Je vis et j’assume mon homosexualité depuis maintenant plusieurs années. Depuis ma première relation avec une fille, il y a 5 ans, quand j’avais 17 ans, j’ai été confrontée à divers préjugés, idées reçues et autres clichés, et je pense que ce sujet peut intéresser les madmoiZelles. Ces articles n’ont pas vocation à être universels et exhaustifs, il s’agit simplement de choses que j’ai souvent entendues, et j’espère que chacun(e) y trouvera des éléments intéressants.
On commence assez logiquement par se pencher sur quelques idées reçues concernant l’orientation sexuelle et la découverte du monde lesbien.
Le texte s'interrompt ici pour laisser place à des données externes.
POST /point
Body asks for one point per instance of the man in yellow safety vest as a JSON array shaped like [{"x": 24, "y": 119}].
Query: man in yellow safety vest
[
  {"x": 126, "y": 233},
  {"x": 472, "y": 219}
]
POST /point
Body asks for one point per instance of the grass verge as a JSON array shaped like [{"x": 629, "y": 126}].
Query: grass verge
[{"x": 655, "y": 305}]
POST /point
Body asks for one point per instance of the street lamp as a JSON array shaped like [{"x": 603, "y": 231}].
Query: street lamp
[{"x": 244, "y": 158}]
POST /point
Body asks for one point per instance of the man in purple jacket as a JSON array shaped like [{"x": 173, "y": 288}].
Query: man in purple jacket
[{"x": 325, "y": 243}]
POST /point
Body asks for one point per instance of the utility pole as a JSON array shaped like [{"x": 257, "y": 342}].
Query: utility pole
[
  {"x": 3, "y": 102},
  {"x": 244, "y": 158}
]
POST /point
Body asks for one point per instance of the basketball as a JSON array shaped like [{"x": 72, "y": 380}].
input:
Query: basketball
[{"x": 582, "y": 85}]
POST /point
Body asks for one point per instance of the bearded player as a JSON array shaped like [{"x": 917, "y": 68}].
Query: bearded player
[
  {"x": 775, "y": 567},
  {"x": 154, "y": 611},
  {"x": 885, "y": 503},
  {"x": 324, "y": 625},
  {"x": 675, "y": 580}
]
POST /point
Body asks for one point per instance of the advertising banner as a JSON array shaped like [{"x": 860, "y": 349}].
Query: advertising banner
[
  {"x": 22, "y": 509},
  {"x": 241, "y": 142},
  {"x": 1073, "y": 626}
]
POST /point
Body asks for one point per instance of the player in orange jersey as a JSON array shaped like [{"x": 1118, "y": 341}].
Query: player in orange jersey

« Pourquoi je suis lesbienne ? »
Idée reçue n°1 : Une lesbienne a forcément vécu une expérience traumatisante dans le passé.
Eh non. Ça peut évidemment arriver, mais probablement pas plus souvent que chez les hétérosexuel(le)s. L’homosexualité n’est pas forcément issue d’un traumatisme, et heureusement ; idem pour l’idée assez répandue selon laquelle les lesbiennes et (surtout) les gays auraient viré de bord à cause d’un père absent et d’une mère omniprésente, voire étouffante.
Mes parents vivent toujours ensemble, ont été présents à parts égales durant mon enfance et mon adolescence, et ne m’ont jamais maltraitée. Comme partout, un traumatisme peut arriver, mais il n’y a pas de lien de cause à effet (et puis, j’ai eu de la chance : pensez-y, j’aurais pu être hétéro, quelle horreur !).
Idée reçue n°2 : Les lesbiennes ont vécu une mauvaise expérience avec un ou plusieurs hommes, aboutissant à un dégoût et une haine qui les ont poussées à se tourner vers les femmes.
Que ce soit clair : on ne choisit pas d’aimer tel ou tel sexe. C’est une attirance spontanée contre laquelle on ne peut rien faire. Une femme dégoûtée par ses expériences hétéro peut prendre conscience d’un penchant pour la gent féminine, qu’elle aurait intériorisé ou refoulé, mais ne va pas décider de changer de bord par défaut.
Et les hommes bien existent (heureusement). La plupart de mes connaissances lesbiennes n’a pas été traumatisée par une mauvaise expérience avec un garçon ; moi-même, je n’ai simplement jamais été attirée par un mâle, même si je les trouve chouettes en général. Mon amoureuse a eu deux relations longue durée avec des hommes, son deuxième copain était un amour, et pourtant elle est aujourd’hui avec moi, car elle a réalisé qu’elle préférait les filles.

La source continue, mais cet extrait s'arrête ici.